My basic premise: the essen­tial arc, and many of the spe­cif­ic details, of my own expe­ri­ence of sem­i­nary and the lost years that fol­lowed — but made much worse. Every his­tor­i­cal moral lapse would be ampli­fied, every missed oppor­tu­ni­ty for moral lapse would be seized, and more than a few less than stel­lar moments would be imag­ined from the ground up. I approached it more or less as mem­oir meets lad lit, with a mot­to — “as bad as I nev­er end­ed up being” — as my touchstone.

I can­not pre­tend that I got far enough to real­ly have a full appre­ci­a­tion for what craft­ing a lengthy work of fic­tion means or entails. But I think I can say that I was able to explore some new modes, to stretch myself as a cre­ative writer, and those exper­i­ments were both reward­ing and instruc­tive. For instance, I had nev­er attempt­ed to write a sex scene before. I haven’t even read that many of them, so giv­en that my prin­ci­ple lit­er­ary exam­ples are The Can­ter­bury Tales and Amer­i­can Psy­cho, I con­sid­er it doubt­ful at best that my numer­ous for­ays into that bit of genre over the course of the month were any­thing short of banal. But it was still high­ly enter­tain­ing to take a stab at it (so to speak).

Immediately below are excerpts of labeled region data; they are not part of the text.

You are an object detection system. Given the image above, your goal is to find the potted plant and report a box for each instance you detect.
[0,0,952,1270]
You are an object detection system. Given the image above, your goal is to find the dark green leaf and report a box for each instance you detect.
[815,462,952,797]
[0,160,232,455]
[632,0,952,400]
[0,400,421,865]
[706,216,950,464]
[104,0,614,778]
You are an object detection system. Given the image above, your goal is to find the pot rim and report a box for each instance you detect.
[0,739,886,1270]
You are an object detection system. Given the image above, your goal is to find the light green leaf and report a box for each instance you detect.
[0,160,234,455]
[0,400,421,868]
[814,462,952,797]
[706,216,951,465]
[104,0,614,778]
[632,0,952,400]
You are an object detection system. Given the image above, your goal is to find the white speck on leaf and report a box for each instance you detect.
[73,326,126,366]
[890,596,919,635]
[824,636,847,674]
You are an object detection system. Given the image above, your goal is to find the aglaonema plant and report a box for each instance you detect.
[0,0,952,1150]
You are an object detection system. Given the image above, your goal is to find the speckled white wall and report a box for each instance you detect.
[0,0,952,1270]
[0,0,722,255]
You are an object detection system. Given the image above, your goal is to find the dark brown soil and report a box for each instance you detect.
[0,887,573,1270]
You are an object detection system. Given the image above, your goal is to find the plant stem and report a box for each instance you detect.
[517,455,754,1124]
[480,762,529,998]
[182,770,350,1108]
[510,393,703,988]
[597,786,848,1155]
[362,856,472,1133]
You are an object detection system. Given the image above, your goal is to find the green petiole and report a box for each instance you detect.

But it was chiefly a fruit­ful expe­ri­ence, in two prin­ci­ple respects. First, it got me flail­ing away at the key­board again, freewrit­ing (which I have not done in far too long) an just let­ting the words flow. And sec­ond, it was very much, as intend­ed, a way to sneak up on my real mem­oir project from a dif­fer­ent angle. By treat­ing them as fic­tion, I was able to write a few scenes from my his­to­ry that have daunt­ed me for years. If that is all it takes to get an hon­est mem­oir writ­ten, I’ll keep work­ing on this crap nov­el as long as need be. I am sure I can make this char­ac­ter of mine get up to some more mis­chief that will make me smile, even if no one else ever sees it.